Posted by on Jan 4, 2016 in Articles | 2 Comments
rowing lobsterman, Rockport, ME

rowing lobsterman, Rockport, ME

Happiest of New Years to all both of you who read these musings! Wasn’t just 1990 something? When did we get into the 2000’s? I turned around and it’s January 2016…What happened?

I’m not much for resolutions, never have been. I don’t need to make public proclamations to help me not reach unattainable goals. I can do that quite quietly all by myself. I do think about photography/writing/teaching goals every year though, a annual bucket list of things I would like to do. Here is mine for 2016:

  1. I think I would like to take more pics of real people doing real things- environmental portraits. The Danby library has talked to me about making a collection of images of local people doing their thing, whatever that thing might be. I think that would be a fun project and it would force me out of my little hermit life.
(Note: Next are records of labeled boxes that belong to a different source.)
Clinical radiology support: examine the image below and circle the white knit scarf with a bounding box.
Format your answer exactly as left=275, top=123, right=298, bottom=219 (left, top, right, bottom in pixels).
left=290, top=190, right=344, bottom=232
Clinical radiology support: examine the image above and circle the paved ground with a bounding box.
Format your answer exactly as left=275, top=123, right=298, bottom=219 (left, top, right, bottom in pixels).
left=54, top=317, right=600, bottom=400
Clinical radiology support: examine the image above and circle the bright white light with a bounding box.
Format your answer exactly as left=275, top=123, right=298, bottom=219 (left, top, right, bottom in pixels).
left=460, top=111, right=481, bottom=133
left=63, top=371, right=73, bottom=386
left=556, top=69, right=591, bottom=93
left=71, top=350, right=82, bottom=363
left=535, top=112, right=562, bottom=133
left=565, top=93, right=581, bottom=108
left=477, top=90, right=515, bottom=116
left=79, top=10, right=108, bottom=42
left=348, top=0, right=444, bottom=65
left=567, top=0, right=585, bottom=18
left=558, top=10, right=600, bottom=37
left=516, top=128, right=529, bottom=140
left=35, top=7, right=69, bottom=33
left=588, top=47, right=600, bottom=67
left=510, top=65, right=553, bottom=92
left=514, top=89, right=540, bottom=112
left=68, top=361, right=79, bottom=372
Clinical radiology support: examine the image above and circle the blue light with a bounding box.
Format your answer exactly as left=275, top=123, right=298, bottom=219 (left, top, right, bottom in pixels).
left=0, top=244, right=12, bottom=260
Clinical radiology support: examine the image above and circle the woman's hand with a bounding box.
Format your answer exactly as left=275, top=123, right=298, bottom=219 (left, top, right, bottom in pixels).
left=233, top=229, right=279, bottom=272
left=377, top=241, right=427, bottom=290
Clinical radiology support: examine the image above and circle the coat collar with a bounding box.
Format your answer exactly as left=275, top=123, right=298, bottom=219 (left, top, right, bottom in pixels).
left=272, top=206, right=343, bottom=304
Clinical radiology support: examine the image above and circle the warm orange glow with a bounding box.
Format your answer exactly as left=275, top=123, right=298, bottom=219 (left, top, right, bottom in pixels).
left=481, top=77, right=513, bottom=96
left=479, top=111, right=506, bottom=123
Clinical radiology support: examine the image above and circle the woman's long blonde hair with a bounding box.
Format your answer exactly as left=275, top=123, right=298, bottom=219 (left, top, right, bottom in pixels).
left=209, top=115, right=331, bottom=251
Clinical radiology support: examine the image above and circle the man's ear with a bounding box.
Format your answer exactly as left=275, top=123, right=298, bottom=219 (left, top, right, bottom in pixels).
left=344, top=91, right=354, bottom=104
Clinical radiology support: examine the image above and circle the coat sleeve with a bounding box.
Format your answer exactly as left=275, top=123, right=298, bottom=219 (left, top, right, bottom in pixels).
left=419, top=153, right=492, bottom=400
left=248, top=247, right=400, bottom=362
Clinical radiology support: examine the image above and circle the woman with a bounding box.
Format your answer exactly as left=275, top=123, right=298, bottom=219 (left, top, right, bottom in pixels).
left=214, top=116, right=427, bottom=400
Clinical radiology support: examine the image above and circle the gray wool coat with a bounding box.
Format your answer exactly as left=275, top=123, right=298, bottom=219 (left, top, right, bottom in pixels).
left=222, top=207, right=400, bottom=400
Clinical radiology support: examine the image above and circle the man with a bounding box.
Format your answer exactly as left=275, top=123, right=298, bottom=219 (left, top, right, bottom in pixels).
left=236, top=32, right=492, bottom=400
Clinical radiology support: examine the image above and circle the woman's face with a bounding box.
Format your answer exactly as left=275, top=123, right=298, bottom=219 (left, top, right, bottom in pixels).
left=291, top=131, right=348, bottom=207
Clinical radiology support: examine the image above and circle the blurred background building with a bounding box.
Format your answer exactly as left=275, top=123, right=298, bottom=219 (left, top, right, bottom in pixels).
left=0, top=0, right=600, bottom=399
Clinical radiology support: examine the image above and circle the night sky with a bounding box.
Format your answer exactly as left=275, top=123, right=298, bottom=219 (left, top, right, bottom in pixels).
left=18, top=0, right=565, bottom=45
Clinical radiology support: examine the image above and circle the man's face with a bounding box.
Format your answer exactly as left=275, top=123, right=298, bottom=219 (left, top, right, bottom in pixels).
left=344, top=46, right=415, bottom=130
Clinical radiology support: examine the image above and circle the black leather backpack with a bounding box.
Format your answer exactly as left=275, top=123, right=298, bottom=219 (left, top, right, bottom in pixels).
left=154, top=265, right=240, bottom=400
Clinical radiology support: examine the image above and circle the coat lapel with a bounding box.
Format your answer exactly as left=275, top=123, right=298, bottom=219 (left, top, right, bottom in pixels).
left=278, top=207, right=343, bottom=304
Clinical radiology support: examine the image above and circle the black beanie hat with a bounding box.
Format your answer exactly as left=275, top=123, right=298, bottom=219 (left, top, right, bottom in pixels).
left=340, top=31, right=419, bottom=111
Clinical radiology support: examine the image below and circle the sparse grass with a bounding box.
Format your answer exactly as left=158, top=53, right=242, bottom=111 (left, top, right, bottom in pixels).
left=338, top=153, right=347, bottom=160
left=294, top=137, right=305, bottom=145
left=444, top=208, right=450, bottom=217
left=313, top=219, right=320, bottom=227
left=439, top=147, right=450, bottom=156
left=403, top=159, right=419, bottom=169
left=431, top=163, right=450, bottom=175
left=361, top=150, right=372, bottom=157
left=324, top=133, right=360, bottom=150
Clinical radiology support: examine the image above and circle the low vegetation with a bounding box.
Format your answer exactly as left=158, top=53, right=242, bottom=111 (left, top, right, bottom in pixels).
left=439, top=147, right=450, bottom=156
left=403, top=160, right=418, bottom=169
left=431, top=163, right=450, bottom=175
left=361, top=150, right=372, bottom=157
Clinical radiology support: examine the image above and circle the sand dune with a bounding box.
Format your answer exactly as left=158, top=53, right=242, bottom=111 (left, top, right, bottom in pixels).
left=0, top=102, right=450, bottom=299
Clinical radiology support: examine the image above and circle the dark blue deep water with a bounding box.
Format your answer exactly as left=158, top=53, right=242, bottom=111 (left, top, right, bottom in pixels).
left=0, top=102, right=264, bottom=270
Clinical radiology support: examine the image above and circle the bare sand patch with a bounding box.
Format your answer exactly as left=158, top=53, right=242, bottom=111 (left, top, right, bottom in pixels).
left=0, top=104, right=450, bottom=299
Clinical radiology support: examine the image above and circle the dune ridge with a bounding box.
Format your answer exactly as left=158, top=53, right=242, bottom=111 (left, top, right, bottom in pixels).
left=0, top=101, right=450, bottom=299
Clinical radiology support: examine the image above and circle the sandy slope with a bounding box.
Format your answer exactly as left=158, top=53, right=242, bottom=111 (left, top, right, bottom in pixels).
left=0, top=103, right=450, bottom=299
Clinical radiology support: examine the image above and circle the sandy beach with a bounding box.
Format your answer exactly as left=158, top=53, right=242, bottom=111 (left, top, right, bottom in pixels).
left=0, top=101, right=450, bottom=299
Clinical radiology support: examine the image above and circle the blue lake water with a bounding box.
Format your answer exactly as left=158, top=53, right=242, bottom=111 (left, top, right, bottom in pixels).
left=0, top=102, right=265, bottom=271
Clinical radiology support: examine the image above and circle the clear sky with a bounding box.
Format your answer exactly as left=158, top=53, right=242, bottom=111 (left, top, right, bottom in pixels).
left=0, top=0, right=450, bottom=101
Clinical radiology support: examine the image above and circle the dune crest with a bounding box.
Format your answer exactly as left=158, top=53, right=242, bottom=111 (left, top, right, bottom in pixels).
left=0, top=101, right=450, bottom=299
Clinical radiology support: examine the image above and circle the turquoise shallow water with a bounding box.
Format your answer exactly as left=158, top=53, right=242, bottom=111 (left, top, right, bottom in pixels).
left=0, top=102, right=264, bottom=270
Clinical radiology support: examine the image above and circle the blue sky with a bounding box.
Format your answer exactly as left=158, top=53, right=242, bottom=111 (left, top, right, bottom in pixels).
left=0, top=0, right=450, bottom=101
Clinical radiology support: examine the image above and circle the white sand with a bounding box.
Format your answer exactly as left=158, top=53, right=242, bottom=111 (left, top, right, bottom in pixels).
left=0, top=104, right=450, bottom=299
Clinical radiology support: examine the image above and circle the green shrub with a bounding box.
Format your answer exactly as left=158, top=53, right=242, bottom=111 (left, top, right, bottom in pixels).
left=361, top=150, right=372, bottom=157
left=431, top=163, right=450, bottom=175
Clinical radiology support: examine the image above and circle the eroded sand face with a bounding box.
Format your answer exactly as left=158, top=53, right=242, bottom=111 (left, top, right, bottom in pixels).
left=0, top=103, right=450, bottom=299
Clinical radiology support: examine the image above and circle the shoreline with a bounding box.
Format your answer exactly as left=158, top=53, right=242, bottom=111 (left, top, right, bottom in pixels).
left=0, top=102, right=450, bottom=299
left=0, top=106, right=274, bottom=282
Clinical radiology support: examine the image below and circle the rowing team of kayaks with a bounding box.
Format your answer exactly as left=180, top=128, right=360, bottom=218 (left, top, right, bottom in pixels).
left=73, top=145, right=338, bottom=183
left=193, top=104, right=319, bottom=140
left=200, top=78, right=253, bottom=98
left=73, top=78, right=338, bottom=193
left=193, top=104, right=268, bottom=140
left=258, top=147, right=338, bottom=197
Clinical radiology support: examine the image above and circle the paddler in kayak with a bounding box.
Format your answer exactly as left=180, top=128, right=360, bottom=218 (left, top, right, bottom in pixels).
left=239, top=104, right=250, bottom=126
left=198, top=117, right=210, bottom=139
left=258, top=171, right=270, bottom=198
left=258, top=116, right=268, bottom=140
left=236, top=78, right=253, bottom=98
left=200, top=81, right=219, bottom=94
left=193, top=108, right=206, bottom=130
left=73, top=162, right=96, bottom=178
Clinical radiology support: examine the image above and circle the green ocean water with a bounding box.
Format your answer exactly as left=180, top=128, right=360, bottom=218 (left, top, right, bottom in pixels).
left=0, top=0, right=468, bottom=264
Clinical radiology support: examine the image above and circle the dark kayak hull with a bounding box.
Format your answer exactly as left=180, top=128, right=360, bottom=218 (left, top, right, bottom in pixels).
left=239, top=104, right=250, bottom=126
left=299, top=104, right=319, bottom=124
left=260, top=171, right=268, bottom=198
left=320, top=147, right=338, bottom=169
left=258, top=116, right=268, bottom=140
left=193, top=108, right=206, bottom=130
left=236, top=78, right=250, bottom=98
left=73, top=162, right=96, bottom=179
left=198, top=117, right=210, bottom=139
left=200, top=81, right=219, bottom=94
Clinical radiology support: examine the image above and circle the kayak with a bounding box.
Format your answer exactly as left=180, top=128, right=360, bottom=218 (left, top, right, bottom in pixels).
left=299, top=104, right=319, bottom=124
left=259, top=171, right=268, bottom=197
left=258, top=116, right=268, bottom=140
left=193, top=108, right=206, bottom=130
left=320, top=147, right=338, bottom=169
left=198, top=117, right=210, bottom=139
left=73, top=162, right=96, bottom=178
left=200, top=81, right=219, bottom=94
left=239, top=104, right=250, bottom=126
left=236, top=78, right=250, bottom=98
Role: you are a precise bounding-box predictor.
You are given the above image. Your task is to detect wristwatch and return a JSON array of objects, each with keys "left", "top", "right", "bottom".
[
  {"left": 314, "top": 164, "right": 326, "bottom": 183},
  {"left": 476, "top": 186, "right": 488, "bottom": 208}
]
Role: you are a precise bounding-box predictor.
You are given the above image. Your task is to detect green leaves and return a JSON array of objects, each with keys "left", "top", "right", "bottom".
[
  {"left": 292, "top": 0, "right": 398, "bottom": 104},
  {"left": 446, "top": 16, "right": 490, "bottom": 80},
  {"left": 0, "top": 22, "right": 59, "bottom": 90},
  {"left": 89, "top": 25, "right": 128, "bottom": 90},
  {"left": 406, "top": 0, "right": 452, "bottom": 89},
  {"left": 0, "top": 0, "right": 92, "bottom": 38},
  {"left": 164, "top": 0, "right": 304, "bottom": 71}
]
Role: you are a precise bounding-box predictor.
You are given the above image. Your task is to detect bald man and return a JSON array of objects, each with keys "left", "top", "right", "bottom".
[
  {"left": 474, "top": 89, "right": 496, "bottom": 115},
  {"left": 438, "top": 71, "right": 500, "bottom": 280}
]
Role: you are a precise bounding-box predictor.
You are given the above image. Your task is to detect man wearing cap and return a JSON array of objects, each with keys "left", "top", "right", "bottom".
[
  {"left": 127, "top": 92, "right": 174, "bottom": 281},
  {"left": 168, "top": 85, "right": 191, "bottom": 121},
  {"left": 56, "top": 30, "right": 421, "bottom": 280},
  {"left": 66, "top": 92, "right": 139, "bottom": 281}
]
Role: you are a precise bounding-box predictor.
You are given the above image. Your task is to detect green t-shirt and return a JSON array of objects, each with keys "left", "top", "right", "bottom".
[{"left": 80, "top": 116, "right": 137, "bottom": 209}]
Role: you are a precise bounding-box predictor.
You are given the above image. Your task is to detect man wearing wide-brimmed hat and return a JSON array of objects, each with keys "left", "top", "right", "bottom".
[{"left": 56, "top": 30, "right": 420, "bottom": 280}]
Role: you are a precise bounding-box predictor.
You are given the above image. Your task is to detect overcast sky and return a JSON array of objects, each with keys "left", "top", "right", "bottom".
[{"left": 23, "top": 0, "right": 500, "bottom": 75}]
It would also give me some needed practice shooting portraits on the run without the aid of lights, etc.
  2. I’m going to revisit some of the places I used to photograph all the time- both nationally and locally. I haven’t photographed on the Bromley farm much of late yet I see images all the time when I am there. And there are some places across the country that I haven’t been to in 20 or even 30 years that I would like to go back and see again. I know some are gone (forests, meadows) but some are still there waiting for me to return.
  3. I am going to write more this year. There are stories all around, you just have to have an open heart and a curious mind to find them. This year I am going to linger when a story happens by and not be in such a rush to move on. Lingering is good.

Well, that’s about it, three modest creative goals for the next year. What are your creative goals for 2016?


  1. Walt Duvall
    January 8, 2016

    Good question, one that had not occurred to me since retiring Jan 2015. After giving some thought here are four goals I have put off over this past year:
    1) Try taking minimalist pictures of gauzy ocean waters
    2) Photographic and take time to appreciate our beautiful Northwest coast line from OR to WA
    3) Photograph inland along small seldom traveled roads.
    4) Daily wear my camera.

    That should keep me busy.

    • David
      January 27, 2016

      Hi Walt,
      Great list. On my recent trip to Africa there were a couple of days when I hardly photographed at all. I decided to just watch the animals – it was a wonderful way to marvel and not worry about the photography. There are lots of little traveled logging roads near you- some lead to hidden pockets of old-growth or beautiful streams and falls. I explored there in the 80’s but I’m sure it is the same now.